NewsTampa

Actions

Tampa businesses adapt to deal with supply chain issues

Waxler 6pm pkg Supply Chain.jpg
Posted at 4:51 PM, Dec 23, 2021

TAMPA, Fla. — Tanner Jenkins says the roofing materials that normally take him three or four days to get, now take months.

“It’s very frustrating. I’m just trying to navigate the waters and do the best we can in our world,” said Jenkins, chief operating officer of Quality Roofing, Inc.

Jenkins says to deal with the shortage of materials, he repurposed a massive warehouse and ordered everything in bulk ahead of time.

“It’s progressively getting worse. We’ve now run out of room because now lead times are growing so we are requiring more and more stuff that we never intended. So it’s become a hassle,” said Jenkins.

In Ybor City, Due Amici is still churning out the pizzas. They say they also had to plan ahead to avoid the shortages affecting so many other businesses.

“We got lucky that we buy everything from our distributor six months ahead. My grandfather told me you learn earlier, you get stuff quicker, we are six months ahead. We didn’t have any problems because everything was on a ship before it closed down,” said Genti Bunjaku.

USF Professor Seckin Ozkul is the founding director of the college’s Supply Chain Innovation lab. He says the supply chain issues were caused by what he calls the bullwhip effect.

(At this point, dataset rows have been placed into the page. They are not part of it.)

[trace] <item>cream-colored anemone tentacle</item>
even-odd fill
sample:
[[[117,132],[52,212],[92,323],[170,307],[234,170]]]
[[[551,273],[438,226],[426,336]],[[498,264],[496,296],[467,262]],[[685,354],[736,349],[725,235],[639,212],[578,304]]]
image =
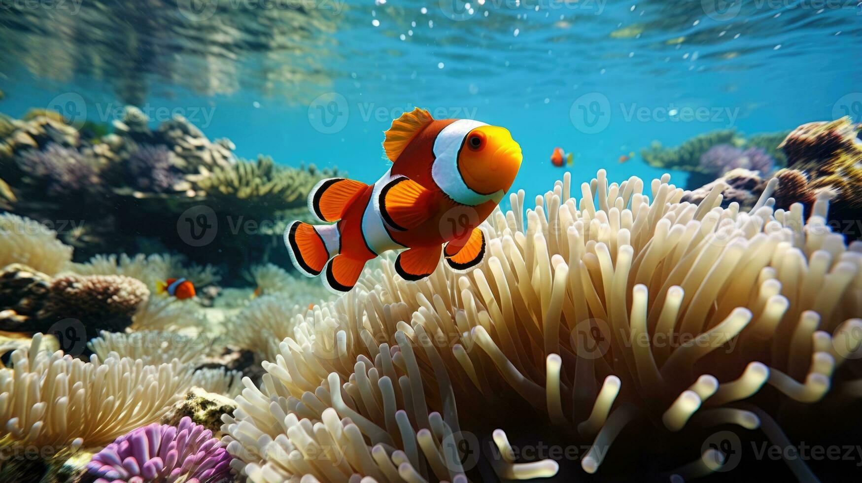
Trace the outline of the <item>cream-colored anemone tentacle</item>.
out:
[[[314,437],[356,449],[345,472],[453,480],[461,474],[447,435],[492,423],[502,452],[508,443],[497,436],[515,430],[512,405],[534,409],[519,420],[593,442],[582,466],[595,472],[626,424],[769,433],[759,413],[727,405],[765,386],[778,402],[859,397],[859,381],[836,368],[859,363],[862,244],[831,231],[828,201],[805,219],[802,205],[776,210],[768,196],[751,210],[725,207],[721,185],[699,204],[681,202],[667,176],[616,185],[601,171],[579,193],[571,183],[564,178],[533,206],[513,194],[512,210],[484,223],[488,257],[468,273],[441,266],[407,282],[384,257],[350,293],[293,315],[261,387],[247,384],[225,418],[236,467],[253,480],[313,469],[275,452],[294,450],[290,414],[301,427],[329,417],[331,436]],[[710,458],[680,474],[715,471]],[[495,469],[506,478],[557,471],[503,462]],[[513,466],[523,463],[535,465]]]

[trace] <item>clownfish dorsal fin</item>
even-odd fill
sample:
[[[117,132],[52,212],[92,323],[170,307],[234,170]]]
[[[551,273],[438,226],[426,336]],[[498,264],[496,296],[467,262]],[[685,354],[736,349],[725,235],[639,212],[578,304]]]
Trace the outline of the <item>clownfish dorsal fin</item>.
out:
[[[410,143],[410,140],[433,121],[430,112],[418,107],[392,121],[392,127],[386,131],[386,138],[383,141],[383,148],[389,160],[395,162]]]

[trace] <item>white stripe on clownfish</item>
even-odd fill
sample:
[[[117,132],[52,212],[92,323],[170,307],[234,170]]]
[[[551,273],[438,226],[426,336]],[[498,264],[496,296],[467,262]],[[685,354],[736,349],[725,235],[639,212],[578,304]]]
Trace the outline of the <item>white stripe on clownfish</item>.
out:
[[[392,178],[390,169],[374,183],[372,198],[368,200],[365,210],[362,214],[362,236],[365,238],[368,249],[374,254],[379,254],[387,250],[407,248],[392,239],[389,234],[386,222],[383,219],[383,214],[380,212],[380,191]]]
[[[503,198],[503,193],[500,192],[484,195],[474,191],[464,182],[458,169],[458,154],[464,143],[464,138],[476,128],[487,125],[472,119],[459,119],[443,128],[434,143],[434,161],[431,166],[431,177],[447,196],[467,206],[476,206],[491,199]]]
[[[171,296],[175,295],[177,293],[177,287],[181,285],[184,281],[185,279],[177,279],[174,280],[172,284],[167,285],[167,294]]]

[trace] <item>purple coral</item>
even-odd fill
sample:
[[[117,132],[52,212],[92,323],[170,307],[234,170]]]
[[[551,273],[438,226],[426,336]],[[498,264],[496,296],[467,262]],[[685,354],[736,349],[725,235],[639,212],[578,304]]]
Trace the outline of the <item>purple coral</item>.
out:
[[[98,191],[99,173],[96,165],[72,147],[52,142],[44,151],[31,149],[21,154],[18,166],[30,176],[44,180],[47,193],[52,196]]]
[[[87,464],[96,483],[230,481],[231,456],[212,431],[188,417],[179,426],[153,423],[123,435]]]
[[[172,172],[171,150],[165,146],[143,146],[128,158],[128,172],[135,187],[145,191],[164,192],[177,181]]]
[[[738,167],[759,171],[766,175],[772,171],[774,160],[761,147],[742,150],[729,144],[719,144],[701,155],[701,167],[710,173],[721,176]]]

“In the beginning, we didn’t really realize what’s happening around March, April, May of 2020. But as we got into 2021, we felt the full impacts of that bullwhip. But we were able to recover. We learned a lot,” said Ozkul.

President Biden credits round-the-clock port operations and the help of retail giants, Walmart and Target, with getting the supply chain moving again.

And experts say most people should have not had issues getting the gifts they wanted for Christmas.

“I have not heard a lot of screaming if you will from companies, from customers. So that must mean something really well for our general public,” said Ozkul.

There are still dozens of container ships on the west coast stuck offshore waiting to unload. But corporate profits are up and gas prices are dropping back down.

Ozkul says he predicts things will continue to look much better in 2022.

“I don’t want to jinx ourselves. But fingers crossed.”